Divide using synthetic division $$ ( 3x^{3}-12x^{2}+16x-12 ) \div ( x-2 ) $$
Answer
The synthetic division table is:
$$ \begin{array}{c|rrrr}2&3&-12&16&-12\\& & 6& -12& \color{black}{8} \\ \hline &\color{blue}{3}&\color{blue}{-6}&\color{blue}{4}&\color{orangered}{-4} \end{array} $$The solution is:
$$ \frac{ 3x^{3}-12x^{2}+16x-12 }{ x-2 } = \color{blue}{3x^{2}-6x+4} \color{red}{~-~} \frac{ \color{red}{ 4 } }{ x-2 } $$Explanation
Step 1 : Write down the coefficients of the dividend into division table. Put the zero from $ x -2 = 0 $ ( $ x = \color{blue}{ 2 } $ ) at the left.
$$ \begin{array}{c|rrrr}\color{blue}{2}&3&-12&16&-12\\& & & & \\ \hline &&&& \end{array} $$Step 1 : Bring down the leading coefficient to the bottom row.
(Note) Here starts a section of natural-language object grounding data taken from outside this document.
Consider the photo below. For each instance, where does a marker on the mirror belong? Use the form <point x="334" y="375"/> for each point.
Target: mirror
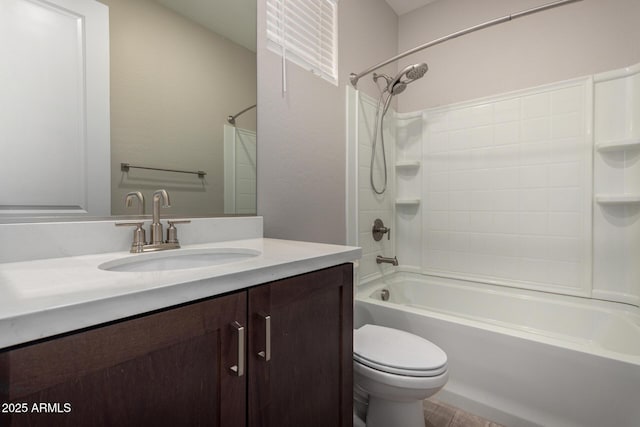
<point x="178" y="69"/>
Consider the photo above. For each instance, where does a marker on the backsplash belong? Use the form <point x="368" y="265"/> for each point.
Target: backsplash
<point x="31" y="241"/>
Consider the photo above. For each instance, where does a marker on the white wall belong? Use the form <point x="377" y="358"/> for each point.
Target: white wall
<point x="301" y="137"/>
<point x="562" y="43"/>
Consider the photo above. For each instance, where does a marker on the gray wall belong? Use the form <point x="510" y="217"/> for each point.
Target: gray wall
<point x="301" y="134"/>
<point x="562" y="43"/>
<point x="301" y="146"/>
<point x="170" y="99"/>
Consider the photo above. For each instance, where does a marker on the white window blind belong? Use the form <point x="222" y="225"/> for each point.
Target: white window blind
<point x="305" y="32"/>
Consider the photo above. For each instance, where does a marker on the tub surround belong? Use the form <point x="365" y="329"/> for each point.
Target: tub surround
<point x="519" y="357"/>
<point x="55" y="294"/>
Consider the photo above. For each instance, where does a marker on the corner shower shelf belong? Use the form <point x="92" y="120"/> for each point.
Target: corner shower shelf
<point x="408" y="164"/>
<point x="407" y="202"/>
<point x="617" y="199"/>
<point x="617" y="145"/>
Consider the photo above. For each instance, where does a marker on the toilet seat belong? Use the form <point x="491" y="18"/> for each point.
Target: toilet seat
<point x="397" y="352"/>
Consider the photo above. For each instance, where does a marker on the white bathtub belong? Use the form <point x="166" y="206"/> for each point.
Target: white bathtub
<point x="521" y="358"/>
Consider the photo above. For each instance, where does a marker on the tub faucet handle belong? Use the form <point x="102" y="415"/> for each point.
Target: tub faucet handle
<point x="379" y="230"/>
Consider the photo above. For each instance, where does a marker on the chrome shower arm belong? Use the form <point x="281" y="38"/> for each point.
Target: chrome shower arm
<point x="353" y="77"/>
<point x="232" y="119"/>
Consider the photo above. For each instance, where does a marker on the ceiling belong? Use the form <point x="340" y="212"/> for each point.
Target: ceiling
<point x="235" y="20"/>
<point x="400" y="7"/>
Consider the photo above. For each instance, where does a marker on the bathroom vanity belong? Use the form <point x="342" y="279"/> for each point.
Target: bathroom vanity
<point x="265" y="341"/>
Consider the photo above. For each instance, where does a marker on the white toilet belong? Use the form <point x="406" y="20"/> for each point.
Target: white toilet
<point x="397" y="370"/>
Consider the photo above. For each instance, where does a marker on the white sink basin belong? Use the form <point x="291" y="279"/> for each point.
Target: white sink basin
<point x="179" y="259"/>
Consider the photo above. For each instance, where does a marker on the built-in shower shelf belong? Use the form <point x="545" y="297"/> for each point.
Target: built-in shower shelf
<point x="407" y="202"/>
<point x="408" y="164"/>
<point x="618" y="145"/>
<point x="617" y="199"/>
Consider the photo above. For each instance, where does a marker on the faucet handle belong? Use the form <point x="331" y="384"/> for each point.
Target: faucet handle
<point x="139" y="238"/>
<point x="172" y="231"/>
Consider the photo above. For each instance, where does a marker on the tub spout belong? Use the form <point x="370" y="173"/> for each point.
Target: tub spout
<point x="380" y="259"/>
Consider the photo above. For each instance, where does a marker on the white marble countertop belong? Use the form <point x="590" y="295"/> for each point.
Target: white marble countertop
<point x="47" y="297"/>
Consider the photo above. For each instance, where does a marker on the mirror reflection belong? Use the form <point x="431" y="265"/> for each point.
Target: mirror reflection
<point x="178" y="70"/>
<point x="175" y="79"/>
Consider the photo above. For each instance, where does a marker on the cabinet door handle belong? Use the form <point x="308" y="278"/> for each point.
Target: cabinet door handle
<point x="266" y="353"/>
<point x="239" y="368"/>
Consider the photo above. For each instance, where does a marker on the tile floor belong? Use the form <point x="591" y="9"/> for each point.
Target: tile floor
<point x="439" y="414"/>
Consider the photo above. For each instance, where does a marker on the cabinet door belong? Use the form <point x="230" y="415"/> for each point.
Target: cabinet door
<point x="308" y="379"/>
<point x="168" y="368"/>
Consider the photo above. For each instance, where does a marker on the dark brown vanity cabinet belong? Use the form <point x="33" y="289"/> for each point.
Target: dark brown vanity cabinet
<point x="290" y="340"/>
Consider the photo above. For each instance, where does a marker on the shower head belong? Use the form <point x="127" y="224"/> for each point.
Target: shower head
<point x="411" y="72"/>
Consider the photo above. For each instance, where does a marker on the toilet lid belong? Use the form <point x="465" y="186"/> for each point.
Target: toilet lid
<point x="398" y="352"/>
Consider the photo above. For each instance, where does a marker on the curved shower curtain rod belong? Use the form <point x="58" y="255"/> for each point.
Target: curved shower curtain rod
<point x="355" y="77"/>
<point x="232" y="119"/>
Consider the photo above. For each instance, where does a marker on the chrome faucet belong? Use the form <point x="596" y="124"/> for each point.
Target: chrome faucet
<point x="156" y="226"/>
<point x="156" y="242"/>
<point x="128" y="201"/>
<point x="380" y="259"/>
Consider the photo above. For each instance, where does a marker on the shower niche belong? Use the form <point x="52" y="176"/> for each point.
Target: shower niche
<point x="616" y="213"/>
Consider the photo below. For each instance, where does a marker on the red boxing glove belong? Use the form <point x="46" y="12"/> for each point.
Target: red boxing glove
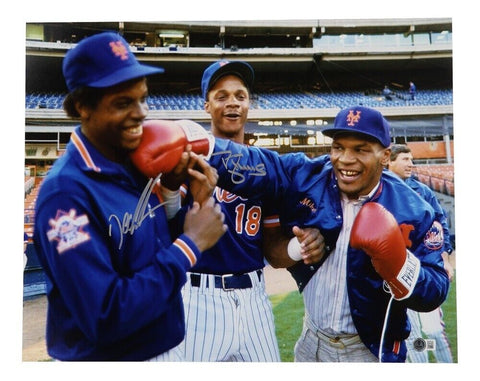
<point x="164" y="141"/>
<point x="376" y="232"/>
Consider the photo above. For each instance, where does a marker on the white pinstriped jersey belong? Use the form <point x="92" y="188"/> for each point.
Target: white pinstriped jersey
<point x="325" y="296"/>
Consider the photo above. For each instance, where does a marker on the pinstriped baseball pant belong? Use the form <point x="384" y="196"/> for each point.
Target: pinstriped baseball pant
<point x="315" y="346"/>
<point x="234" y="325"/>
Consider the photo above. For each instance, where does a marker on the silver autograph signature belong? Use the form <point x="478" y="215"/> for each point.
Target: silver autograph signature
<point x="231" y="162"/>
<point x="132" y="222"/>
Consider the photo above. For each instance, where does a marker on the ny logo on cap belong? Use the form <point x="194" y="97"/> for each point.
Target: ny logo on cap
<point x="119" y="49"/>
<point x="353" y="118"/>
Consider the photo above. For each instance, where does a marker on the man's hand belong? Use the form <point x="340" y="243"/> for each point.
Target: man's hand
<point x="312" y="244"/>
<point x="203" y="179"/>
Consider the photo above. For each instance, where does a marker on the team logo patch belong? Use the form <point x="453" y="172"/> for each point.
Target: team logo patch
<point x="309" y="203"/>
<point x="67" y="229"/>
<point x="353" y="118"/>
<point x="434" y="237"/>
<point x="119" y="49"/>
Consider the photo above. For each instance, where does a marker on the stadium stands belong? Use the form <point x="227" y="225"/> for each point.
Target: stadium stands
<point x="271" y="101"/>
<point x="439" y="177"/>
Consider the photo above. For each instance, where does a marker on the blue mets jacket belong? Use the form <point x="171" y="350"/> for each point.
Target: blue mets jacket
<point x="113" y="274"/>
<point x="307" y="195"/>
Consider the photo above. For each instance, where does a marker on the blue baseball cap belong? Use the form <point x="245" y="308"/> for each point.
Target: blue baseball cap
<point x="220" y="68"/>
<point x="361" y="120"/>
<point x="103" y="60"/>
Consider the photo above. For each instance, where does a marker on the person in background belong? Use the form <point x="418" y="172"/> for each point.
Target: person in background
<point x="25" y="244"/>
<point x="387" y="93"/>
<point x="228" y="313"/>
<point x="375" y="228"/>
<point x="114" y="273"/>
<point x="430" y="323"/>
<point x="412" y="90"/>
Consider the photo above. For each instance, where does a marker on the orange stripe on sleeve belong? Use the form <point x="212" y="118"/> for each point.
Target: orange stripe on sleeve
<point x="185" y="249"/>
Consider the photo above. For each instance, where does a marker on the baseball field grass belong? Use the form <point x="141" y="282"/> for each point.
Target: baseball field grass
<point x="288" y="312"/>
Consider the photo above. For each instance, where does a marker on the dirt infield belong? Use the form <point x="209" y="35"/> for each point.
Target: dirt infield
<point x="278" y="281"/>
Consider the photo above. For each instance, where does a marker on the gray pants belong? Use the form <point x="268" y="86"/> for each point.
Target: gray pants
<point x="315" y="346"/>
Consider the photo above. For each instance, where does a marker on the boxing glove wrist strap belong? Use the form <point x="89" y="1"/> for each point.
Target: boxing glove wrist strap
<point x="172" y="201"/>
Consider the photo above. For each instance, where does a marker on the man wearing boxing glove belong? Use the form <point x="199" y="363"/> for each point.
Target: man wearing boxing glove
<point x="357" y="297"/>
<point x="227" y="310"/>
<point x="114" y="273"/>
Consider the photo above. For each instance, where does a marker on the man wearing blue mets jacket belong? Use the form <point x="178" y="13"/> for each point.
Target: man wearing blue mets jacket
<point x="114" y="273"/>
<point x="383" y="244"/>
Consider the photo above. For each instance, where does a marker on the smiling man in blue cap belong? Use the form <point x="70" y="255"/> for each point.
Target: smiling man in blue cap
<point x="114" y="274"/>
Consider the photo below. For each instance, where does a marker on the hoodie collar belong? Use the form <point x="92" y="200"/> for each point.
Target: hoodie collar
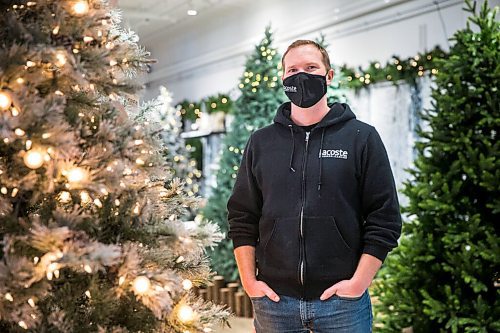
<point x="339" y="112"/>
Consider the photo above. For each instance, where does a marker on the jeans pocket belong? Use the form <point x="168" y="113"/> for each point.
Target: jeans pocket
<point x="329" y="257"/>
<point x="350" y="299"/>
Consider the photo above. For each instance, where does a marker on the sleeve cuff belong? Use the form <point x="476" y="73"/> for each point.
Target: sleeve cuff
<point x="237" y="242"/>
<point x="380" y="252"/>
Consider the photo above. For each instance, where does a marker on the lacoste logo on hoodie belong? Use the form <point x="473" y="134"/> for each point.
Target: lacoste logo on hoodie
<point x="335" y="153"/>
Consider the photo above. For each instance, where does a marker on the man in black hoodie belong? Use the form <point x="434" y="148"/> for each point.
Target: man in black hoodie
<point x="314" y="210"/>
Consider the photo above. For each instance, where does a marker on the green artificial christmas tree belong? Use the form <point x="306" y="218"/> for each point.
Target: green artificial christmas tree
<point x="261" y="94"/>
<point x="165" y="122"/>
<point x="444" y="275"/>
<point x="335" y="91"/>
<point x="90" y="239"/>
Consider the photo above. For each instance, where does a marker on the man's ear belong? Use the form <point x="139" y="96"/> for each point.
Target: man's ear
<point x="329" y="77"/>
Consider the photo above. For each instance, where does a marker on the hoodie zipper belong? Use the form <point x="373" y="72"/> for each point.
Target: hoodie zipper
<point x="302" y="211"/>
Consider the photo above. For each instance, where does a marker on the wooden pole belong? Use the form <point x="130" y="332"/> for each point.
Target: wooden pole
<point x="248" y="309"/>
<point x="210" y="291"/>
<point x="218" y="285"/>
<point x="238" y="304"/>
<point x="226" y="297"/>
<point x="204" y="294"/>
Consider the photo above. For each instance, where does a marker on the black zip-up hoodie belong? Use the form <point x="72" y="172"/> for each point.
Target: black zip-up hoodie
<point x="312" y="203"/>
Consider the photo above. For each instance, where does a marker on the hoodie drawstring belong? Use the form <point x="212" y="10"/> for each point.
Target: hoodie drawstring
<point x="320" y="159"/>
<point x="293" y="148"/>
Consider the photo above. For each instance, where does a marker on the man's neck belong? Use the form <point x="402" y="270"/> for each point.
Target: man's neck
<point x="309" y="116"/>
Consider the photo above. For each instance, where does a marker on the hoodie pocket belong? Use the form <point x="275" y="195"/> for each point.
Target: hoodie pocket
<point x="328" y="256"/>
<point x="278" y="252"/>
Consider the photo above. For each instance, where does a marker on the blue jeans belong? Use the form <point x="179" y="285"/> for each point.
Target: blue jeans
<point x="334" y="315"/>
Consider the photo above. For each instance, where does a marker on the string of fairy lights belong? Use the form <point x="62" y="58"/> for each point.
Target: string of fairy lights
<point x="397" y="70"/>
<point x="36" y="155"/>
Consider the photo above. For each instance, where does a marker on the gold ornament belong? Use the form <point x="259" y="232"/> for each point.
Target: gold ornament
<point x="5" y="100"/>
<point x="185" y="313"/>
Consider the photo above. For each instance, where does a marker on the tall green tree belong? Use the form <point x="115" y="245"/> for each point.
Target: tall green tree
<point x="261" y="94"/>
<point x="444" y="275"/>
<point x="90" y="239"/>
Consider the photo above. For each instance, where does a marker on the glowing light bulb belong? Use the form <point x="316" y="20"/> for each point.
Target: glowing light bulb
<point x="5" y="100"/>
<point x="81" y="8"/>
<point x="76" y="175"/>
<point x="187" y="284"/>
<point x="85" y="197"/>
<point x="64" y="197"/>
<point x="33" y="159"/>
<point x="60" y="59"/>
<point x="185" y="313"/>
<point x="141" y="285"/>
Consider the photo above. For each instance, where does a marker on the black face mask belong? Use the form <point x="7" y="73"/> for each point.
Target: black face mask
<point x="304" y="89"/>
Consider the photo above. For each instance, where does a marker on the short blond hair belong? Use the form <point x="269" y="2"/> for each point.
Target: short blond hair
<point x="302" y="42"/>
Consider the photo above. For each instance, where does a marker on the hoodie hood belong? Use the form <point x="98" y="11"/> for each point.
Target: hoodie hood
<point x="339" y="113"/>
$$ \begin{array}{c|rrrr}2&\color{orangered}{ 3 }&-12&16&-12\\& & & & \\ \hline &\color{orangered}{3}&&& \end{array} $$Step 2 : Multiply by the number on the left, and carry the result into the next column: $ \color{blue}{ 2 } \cdot \color{blue}{ 3 } = \color{blue}{ 6 } $.
$$ \begin{array}{c|rrrr}\color{blue}{2}&3&-12&16&-12\\& & \color{blue}{6} & & \\ \hline &\color{blue}{3}&&& \end{array} $$Step 3 : Add down last column: $ \color{orangered}{ -12 } + \color{orangered}{ 6 } = \color{orangered}{ -6 } $
$$ \begin{array}{c|rrrr}2&3&\color{orangered}{ -12 }&16&-12\\& & \color{orangered}{6} & & \\ \hline &3&\color{orangered}{-6}&& \end{array} $$Step 4 : Multiply by the number on the left, and carry the result into the next column: $ \color{blue}{ 2 } \cdot \color{blue}{ \left( -6 \right) } = \color{blue}{ -12 } $.
$$ \begin{array}{c|rrrr}\color{blue}{2}&3&-12&16&-12\\& & 6& \color{blue}{-12} & \\ \hline &3&\color{blue}{-6}&& \end{array} $$Step 5 : Add down last column: $ \color{orangered}{ 16 } + \color{orangered}{ \left( -12 \right) } = \color{orangered}{ 4 } $
$$ \begin{array}{c|rrrr}2&3&-12&\color{orangered}{ 16 }&-12\\& & 6& \color{orangered}{-12} & \\ \hline &3&-6&\color{orangered}{4}& \end{array} $$Step 6 : Multiply by the number on the left, and carry the result into the next column: $ \color{blue}{ 2 } \cdot \color{blue}{ 4 } = \color{blue}{ 8 } $.
$$ \begin{array}{c|rrrr}\color{blue}{2}&3&-12&16&-12\\& & 6& -12& \color{blue}{8} \\ \hline &3&-6&\color{blue}{4}& \end{array} $$Step 7 : Add down last column: $ \color{orangered}{ -12 } + \color{orangered}{ 8 } = \color{orangered}{ -4 } $
$$ \begin{array}{c|rrrr}2&3&-12&16&\color{orangered}{ -12 }\\& & 6& -12& \color{orangered}{8} \\ \hline &\color{blue}{3}&\color{blue}{-6}&\color{blue}{4}&\color{orangered}{-4} \end{array} $$Bottom line represents the quotient $ \color{blue}{ 3x^{2}-6x+4 } $ with a remainder of $ \color{red}{ -4 } $.